Et puis, surtout, ils jouent ... Avec des vrais instruments (batterie, basse, guitare, claviers, sections de cuivres...). Parce que le rap des origines, c'est un truc funky avec des parties vocales plutôt parlées que chantées. Mais pas tout le temps d'ailleurs, sur la moitié des titres, les gars chantent « normalement ». Notamment sur les deux morceaux très fortement inspirés par Stevie Wonder « Dreamin » et « You are », ou sur la reprise des Spinners (« It's a shame »).
Du rap dans le sens « old school » du terme, il n'y en a que sur trois titres, « She's fresh » et « It's nasty » reprise au Tom Tom Club, et « The Message », premier single de rap à être classé dans les hit-parades US, et cri de misère des ghettos noirs des mégalopoles américaines ...
On trouve aussi sur ce Cd « Scorpio », titre étrange où derrière basse et batterie, une multitude de claviers et de scratches, une voix passée au vocoder finissent par ressembler à du Krafwerk électrocuté et jettent les bases de la techno.

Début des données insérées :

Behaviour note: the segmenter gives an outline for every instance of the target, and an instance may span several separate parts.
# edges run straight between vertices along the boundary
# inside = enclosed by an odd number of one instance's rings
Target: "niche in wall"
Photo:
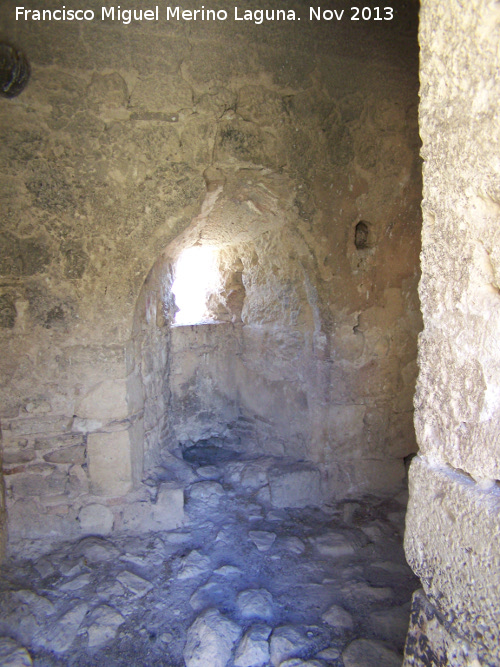
[[[143,286],[135,354],[146,473],[209,440],[245,455],[309,458],[307,249],[271,190],[276,177],[264,188],[256,174],[228,184]]]
[[[390,492],[414,451],[416,268],[387,270],[406,228],[353,216],[326,275],[286,177],[226,176],[137,304],[145,474],[211,444],[313,463],[336,497]],[[191,320],[176,311],[183,271],[200,289]]]

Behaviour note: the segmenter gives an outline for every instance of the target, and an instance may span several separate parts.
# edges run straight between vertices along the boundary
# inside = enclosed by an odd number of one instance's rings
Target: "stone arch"
[[[310,363],[320,318],[310,253],[293,231],[293,188],[257,168],[214,169],[206,180],[199,215],[156,259],[136,304],[129,382],[142,391],[134,447],[143,447],[145,476],[212,437],[249,454],[310,458],[310,391],[298,366]],[[216,250],[220,289],[211,322],[175,326],[175,265],[194,246]]]

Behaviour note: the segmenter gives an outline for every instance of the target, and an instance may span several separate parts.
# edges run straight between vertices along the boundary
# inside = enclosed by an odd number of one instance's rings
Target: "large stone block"
[[[499,479],[500,196],[489,185],[499,173],[498,90],[490,85],[499,65],[498,5],[421,5],[425,329],[417,438],[429,457]]]
[[[104,380],[85,394],[76,406],[76,415],[103,423],[126,419],[129,415],[126,380]]]
[[[499,517],[496,485],[484,488],[461,472],[414,459],[408,563],[450,631],[482,647],[492,664],[500,662]]]
[[[269,489],[273,507],[307,507],[323,502],[321,476],[313,468],[271,472]]]
[[[183,525],[184,519],[184,487],[175,482],[164,482],[155,503],[149,498],[126,503],[115,530],[175,530]]]
[[[101,496],[122,496],[140,480],[141,455],[137,428],[91,433],[87,458],[91,490]]]
[[[184,489],[174,482],[160,485],[156,503],[152,507],[156,530],[173,530],[184,523]]]

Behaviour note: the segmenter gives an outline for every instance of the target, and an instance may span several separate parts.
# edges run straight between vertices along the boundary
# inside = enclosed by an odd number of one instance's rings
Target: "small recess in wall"
[[[16,97],[26,87],[30,66],[26,56],[10,44],[0,43],[0,94]]]
[[[358,250],[370,247],[370,227],[364,220],[360,220],[355,227],[354,245]]]

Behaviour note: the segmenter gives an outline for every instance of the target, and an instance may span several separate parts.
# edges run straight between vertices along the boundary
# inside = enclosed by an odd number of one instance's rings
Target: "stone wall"
[[[500,8],[426,0],[420,21],[425,328],[406,554],[428,601],[405,664],[497,665]]]
[[[32,65],[0,100],[14,537],[79,534],[86,506],[120,525],[174,448],[171,368],[191,343],[170,330],[169,289],[197,241],[228,272],[241,261],[241,322],[217,326],[233,327],[235,416],[260,446],[275,429],[332,495],[400,483],[416,447],[417,7],[335,25],[293,8],[300,23],[125,26],[16,21],[2,3],[1,36]]]

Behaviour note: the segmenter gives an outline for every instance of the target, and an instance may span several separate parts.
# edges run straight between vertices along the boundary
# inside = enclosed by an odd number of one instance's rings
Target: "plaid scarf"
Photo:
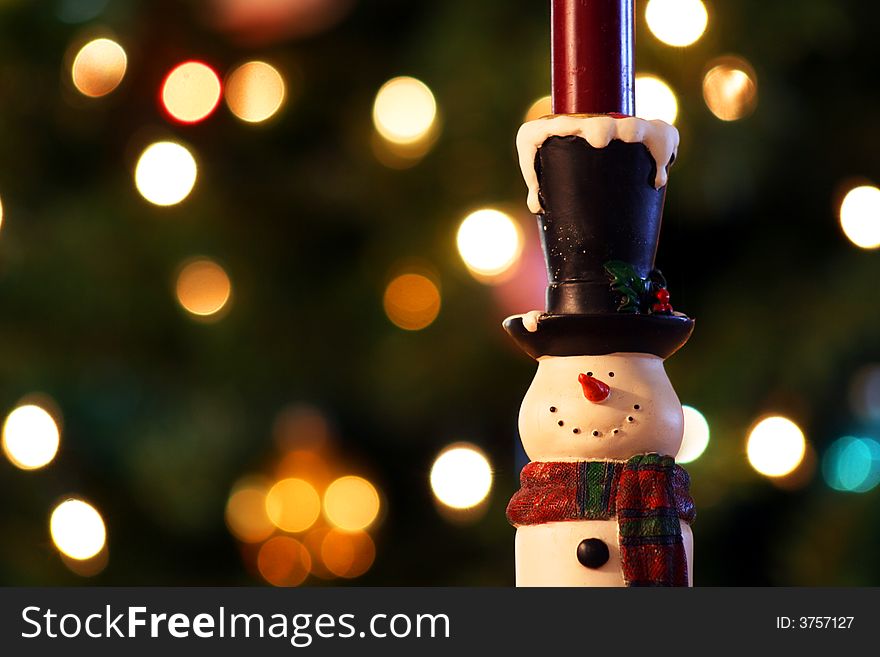
[[[616,517],[627,586],[687,586],[679,518],[693,522],[690,477],[671,456],[532,462],[507,505],[514,527]]]

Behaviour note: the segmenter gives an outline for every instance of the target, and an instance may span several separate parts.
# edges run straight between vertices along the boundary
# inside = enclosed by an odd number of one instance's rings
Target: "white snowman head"
[[[519,414],[533,461],[675,456],[681,403],[653,354],[543,356]]]

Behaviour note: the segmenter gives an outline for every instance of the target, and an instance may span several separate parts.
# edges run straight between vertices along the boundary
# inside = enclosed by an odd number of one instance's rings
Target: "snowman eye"
[[[575,427],[574,429],[571,430],[571,432],[572,432],[572,433],[580,433],[581,430],[578,429],[577,427]]]
[[[556,412],[556,407],[555,407],[555,406],[551,406],[551,407],[550,407],[550,412],[551,412],[551,413],[555,413],[555,412]]]
[[[587,372],[587,376],[593,376],[592,372]]]
[[[608,372],[608,376],[614,376],[614,372]]]
[[[626,421],[627,422],[635,422],[635,418],[633,418],[633,416],[630,415],[629,417],[626,418]]]
[[[635,404],[635,405],[633,405],[633,408],[636,410],[639,410],[641,408],[641,406],[639,406],[638,404]]]
[[[565,424],[565,422],[563,422],[562,420],[559,420],[559,422],[557,422],[556,424],[558,424],[561,427],[563,424]]]

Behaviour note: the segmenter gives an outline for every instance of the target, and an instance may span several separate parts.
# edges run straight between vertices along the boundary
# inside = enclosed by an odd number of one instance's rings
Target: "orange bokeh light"
[[[266,495],[266,513],[285,532],[304,532],[321,514],[321,498],[304,479],[282,479]]]
[[[89,41],[73,60],[73,86],[84,96],[106,96],[122,82],[128,58],[125,50],[112,39]]]
[[[272,586],[299,586],[309,576],[312,558],[295,538],[276,536],[260,547],[257,568]]]

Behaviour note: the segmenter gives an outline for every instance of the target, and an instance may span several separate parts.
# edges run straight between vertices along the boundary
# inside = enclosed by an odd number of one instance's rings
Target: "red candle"
[[[552,0],[554,114],[635,113],[633,0]]]

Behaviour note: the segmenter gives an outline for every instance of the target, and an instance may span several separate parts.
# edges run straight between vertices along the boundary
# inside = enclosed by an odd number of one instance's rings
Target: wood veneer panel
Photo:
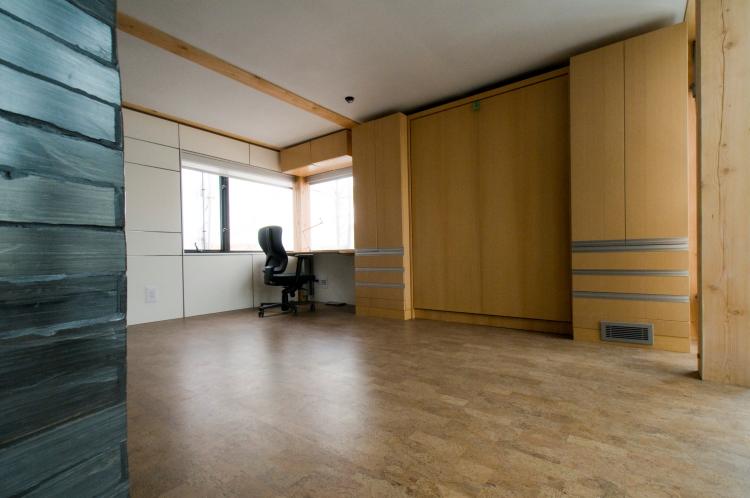
[[[481,310],[476,113],[471,105],[411,121],[414,304]]]
[[[570,322],[556,322],[547,320],[533,320],[509,316],[485,315],[479,313],[460,313],[441,310],[415,309],[415,318],[425,320],[440,320],[444,322],[468,323],[472,325],[487,325],[533,332],[549,332],[555,334],[570,334]]]
[[[377,185],[375,177],[377,134],[375,128],[375,123],[368,122],[352,130],[354,247],[357,249],[378,247],[378,206],[375,188]]]
[[[402,271],[358,271],[354,273],[356,282],[369,282],[375,284],[403,284],[404,272]]]
[[[624,44],[570,60],[573,240],[625,239]]]
[[[480,247],[480,311],[570,320],[568,78],[486,99],[476,115],[481,225],[467,242]]]
[[[402,268],[404,256],[398,254],[355,255],[355,268]]]
[[[310,141],[310,162],[317,163],[352,155],[352,133],[341,130]]]
[[[377,247],[391,249],[404,247],[405,218],[403,206],[408,206],[408,190],[404,190],[402,175],[406,170],[406,116],[393,114],[373,123],[377,147],[375,148],[375,195],[377,218]],[[408,183],[406,184],[408,186]],[[406,194],[406,197],[405,197]],[[407,234],[408,237],[408,234]]]
[[[573,290],[687,296],[690,282],[687,276],[573,275]]]
[[[640,322],[651,320],[690,321],[689,303],[633,301],[629,299],[573,298],[573,326],[599,328],[602,320]]]
[[[375,299],[394,299],[404,300],[403,287],[354,287],[354,295],[357,299],[360,297],[369,297]]]
[[[312,163],[310,142],[303,142],[293,147],[282,149],[279,153],[281,171],[289,171]]]
[[[574,252],[574,270],[687,270],[688,251]]]
[[[628,239],[687,237],[687,27],[625,42]]]

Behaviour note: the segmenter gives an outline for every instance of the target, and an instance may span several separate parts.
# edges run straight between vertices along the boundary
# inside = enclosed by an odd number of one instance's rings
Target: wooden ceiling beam
[[[313,102],[312,100],[306,99],[294,92],[287,90],[286,88],[280,87],[279,85],[272,83],[260,76],[246,71],[234,64],[231,64],[224,59],[221,59],[213,54],[201,50],[198,47],[190,45],[189,43],[180,40],[164,31],[146,24],[143,21],[131,17],[123,12],[117,13],[117,27],[125,33],[128,33],[136,38],[155,45],[159,48],[178,55],[184,59],[187,59],[195,64],[210,69],[216,73],[231,78],[245,86],[248,86],[259,92],[263,92],[266,95],[270,95],[276,99],[279,99],[287,104],[298,107],[311,114],[315,114],[331,123],[337,124],[342,128],[353,128],[356,126],[356,121],[347,118],[337,112],[323,107],[320,104]]]

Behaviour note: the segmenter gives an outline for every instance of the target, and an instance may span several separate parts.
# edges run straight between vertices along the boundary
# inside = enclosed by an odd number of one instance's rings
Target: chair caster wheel
[[[315,311],[315,303],[310,303],[310,311]]]
[[[263,318],[264,314],[265,313],[263,313],[263,310],[258,311],[258,318]]]

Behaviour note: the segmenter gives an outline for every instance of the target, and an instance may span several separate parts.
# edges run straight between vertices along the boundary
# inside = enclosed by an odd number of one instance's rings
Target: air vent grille
[[[654,326],[651,323],[601,322],[602,341],[653,344]]]

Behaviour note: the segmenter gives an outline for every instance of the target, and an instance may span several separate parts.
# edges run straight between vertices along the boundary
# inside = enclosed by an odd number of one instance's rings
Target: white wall
[[[281,289],[263,283],[263,254],[183,254],[180,152],[273,171],[279,153],[127,109],[123,118],[128,324],[279,301]],[[354,303],[353,255],[320,254],[315,273],[328,280],[316,287],[316,301]]]
[[[252,254],[186,254],[184,261],[185,316],[254,306]]]
[[[354,304],[354,254],[318,254],[313,271],[318,280],[328,283],[324,286],[319,282],[315,286],[316,301]]]
[[[183,316],[176,123],[123,109],[128,324]],[[150,298],[147,294],[150,294]]]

Très peu de gens dans le rap se sont orientés vers des sonorités semblables.
Et puis, il y a le fascinant dernier titre (« The adventures ... », leur tout premier single) qui montre comment ils construisent leur rap, en empruntant une partie vocale sur le « Good times » de Chic, la ligne de basse de « Another one bites the dust » de Queen, une mélodie au « Rapture » de Blondie, le tout englobé dans les arrangements du groupe ...
Comme tous ceux qui aux Etats-Unis ont jeté les bases d'un mouvement musical (blues, folk, soul, ...), Grandmaster Flash et ses potes venaient d'un milieu misérable (le Bronx, pas vraiment une destination du Club Med) et n'ont guère profité des montagnes de dollars que leur « trouvaille » allait générer (ils se sont séparés au bout de quelques temps).